Jenrick insisted that Labour would “absolutely not” implement the proposal around mandatory chemical castration for the most serious sex offenders. 

He said: “I do not believe for one minute that Keir Starmer is going to announce that — he’s just briefed that to a newspaper [The Sun] to try and hide the fact that what he’s proposing today is deeply unpopular with the public, because this is going to spark a crime wave. 

“This is a license for criminals to be out on our streets, terrorising communities, and that’s wrong. People don’t want to see this, people want to see people properly punished. Since when is a tag proper punishment, a plastic tag for goodness’ sake.”

In an interview later on Thursday, Jenrick rubbished the review as “ideological”. 

He told Times Radio: “This isn’t practical government — it’s ideological. Keir Starmer, after all, handpicked a prisons minister who wanted to let two-thirds of prisoners walk free and surprise, surprise, that’s where we are.”

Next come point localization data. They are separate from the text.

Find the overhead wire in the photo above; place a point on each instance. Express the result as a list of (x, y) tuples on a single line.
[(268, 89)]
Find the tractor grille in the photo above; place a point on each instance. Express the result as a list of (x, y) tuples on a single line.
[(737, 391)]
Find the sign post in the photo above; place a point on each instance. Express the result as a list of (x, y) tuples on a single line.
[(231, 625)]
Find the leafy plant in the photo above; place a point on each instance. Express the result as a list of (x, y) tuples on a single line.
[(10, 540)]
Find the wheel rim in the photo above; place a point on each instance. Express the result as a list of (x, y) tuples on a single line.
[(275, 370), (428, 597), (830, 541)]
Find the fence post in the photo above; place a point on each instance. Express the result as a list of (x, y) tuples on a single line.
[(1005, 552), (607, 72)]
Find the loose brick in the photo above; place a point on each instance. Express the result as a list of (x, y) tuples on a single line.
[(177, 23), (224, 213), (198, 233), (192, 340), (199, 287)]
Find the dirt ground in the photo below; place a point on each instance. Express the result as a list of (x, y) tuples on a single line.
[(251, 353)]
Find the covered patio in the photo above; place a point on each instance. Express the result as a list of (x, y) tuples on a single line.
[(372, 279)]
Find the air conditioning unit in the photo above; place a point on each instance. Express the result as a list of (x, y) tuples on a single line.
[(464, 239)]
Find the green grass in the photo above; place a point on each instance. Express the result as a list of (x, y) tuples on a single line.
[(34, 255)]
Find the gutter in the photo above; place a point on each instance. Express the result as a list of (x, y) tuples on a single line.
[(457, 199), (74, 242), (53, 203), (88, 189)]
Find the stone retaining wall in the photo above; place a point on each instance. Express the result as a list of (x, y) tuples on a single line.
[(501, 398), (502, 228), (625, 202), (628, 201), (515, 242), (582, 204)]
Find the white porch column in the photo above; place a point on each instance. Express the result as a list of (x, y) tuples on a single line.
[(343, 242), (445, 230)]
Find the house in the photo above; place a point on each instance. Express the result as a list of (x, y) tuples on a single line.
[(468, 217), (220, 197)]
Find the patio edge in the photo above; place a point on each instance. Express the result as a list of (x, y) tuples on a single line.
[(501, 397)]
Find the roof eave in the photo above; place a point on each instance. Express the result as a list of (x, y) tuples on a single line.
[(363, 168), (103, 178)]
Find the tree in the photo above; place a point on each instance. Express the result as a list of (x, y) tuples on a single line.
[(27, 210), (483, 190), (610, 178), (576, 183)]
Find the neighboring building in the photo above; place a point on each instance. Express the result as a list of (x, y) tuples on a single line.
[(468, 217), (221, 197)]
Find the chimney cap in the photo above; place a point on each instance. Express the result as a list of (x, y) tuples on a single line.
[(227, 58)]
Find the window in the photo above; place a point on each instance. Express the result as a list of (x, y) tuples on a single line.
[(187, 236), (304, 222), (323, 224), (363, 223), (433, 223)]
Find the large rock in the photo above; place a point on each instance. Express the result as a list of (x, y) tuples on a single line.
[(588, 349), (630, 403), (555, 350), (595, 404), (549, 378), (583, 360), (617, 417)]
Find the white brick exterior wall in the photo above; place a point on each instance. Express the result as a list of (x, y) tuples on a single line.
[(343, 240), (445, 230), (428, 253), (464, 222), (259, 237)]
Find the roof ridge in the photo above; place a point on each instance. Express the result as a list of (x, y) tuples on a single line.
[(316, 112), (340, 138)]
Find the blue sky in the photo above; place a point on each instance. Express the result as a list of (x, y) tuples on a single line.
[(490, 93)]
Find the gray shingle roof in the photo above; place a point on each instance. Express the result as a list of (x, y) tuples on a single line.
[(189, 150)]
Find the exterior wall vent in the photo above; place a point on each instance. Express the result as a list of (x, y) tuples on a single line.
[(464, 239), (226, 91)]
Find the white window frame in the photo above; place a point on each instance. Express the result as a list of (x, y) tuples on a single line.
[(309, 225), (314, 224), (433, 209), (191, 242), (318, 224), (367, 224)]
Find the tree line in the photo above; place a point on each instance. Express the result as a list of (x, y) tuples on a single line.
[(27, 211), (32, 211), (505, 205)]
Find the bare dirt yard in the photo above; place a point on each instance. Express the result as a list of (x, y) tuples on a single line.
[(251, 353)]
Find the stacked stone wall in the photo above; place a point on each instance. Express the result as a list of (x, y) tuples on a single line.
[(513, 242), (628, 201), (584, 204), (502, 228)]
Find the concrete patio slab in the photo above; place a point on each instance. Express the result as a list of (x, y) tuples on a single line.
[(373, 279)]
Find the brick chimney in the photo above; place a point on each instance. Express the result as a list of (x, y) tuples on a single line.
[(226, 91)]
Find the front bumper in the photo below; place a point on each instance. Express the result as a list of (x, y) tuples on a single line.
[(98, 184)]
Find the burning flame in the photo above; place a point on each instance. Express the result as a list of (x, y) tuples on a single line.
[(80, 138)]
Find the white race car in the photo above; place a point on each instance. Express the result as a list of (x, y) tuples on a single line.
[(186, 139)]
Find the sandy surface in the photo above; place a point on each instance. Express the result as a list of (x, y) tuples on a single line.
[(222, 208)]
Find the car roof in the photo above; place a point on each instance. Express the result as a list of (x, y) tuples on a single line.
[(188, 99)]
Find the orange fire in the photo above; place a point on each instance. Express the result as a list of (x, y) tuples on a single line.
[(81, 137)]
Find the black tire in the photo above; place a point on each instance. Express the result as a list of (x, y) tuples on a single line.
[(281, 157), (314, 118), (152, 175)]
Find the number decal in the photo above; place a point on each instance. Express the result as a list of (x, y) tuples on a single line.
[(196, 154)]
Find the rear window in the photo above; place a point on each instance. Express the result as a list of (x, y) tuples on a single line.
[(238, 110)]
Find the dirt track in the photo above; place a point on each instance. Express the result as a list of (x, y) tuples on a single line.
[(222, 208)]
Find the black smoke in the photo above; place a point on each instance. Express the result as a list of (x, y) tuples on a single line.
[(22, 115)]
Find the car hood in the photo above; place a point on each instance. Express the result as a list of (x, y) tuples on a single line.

Outlining what the Conservative Party would do, Jenrick said: “[The government] could be introducing emergency measures to remove the 10,800 foreign national offenders who are in our prisons and need to be removed from the country.

“It could be introducing emergency measures to get our courts sitting and take advantage of the sitting hours of the Lady Chief Justice, the most senior person in the judiciary, has offered which would help to reduce the 17,800 people who are currently in prison on remand right now, and we would have supported them on those. 

“But instead, these measures are actually going to put the public at risk, and they’re a get out of fail free card for criminals.”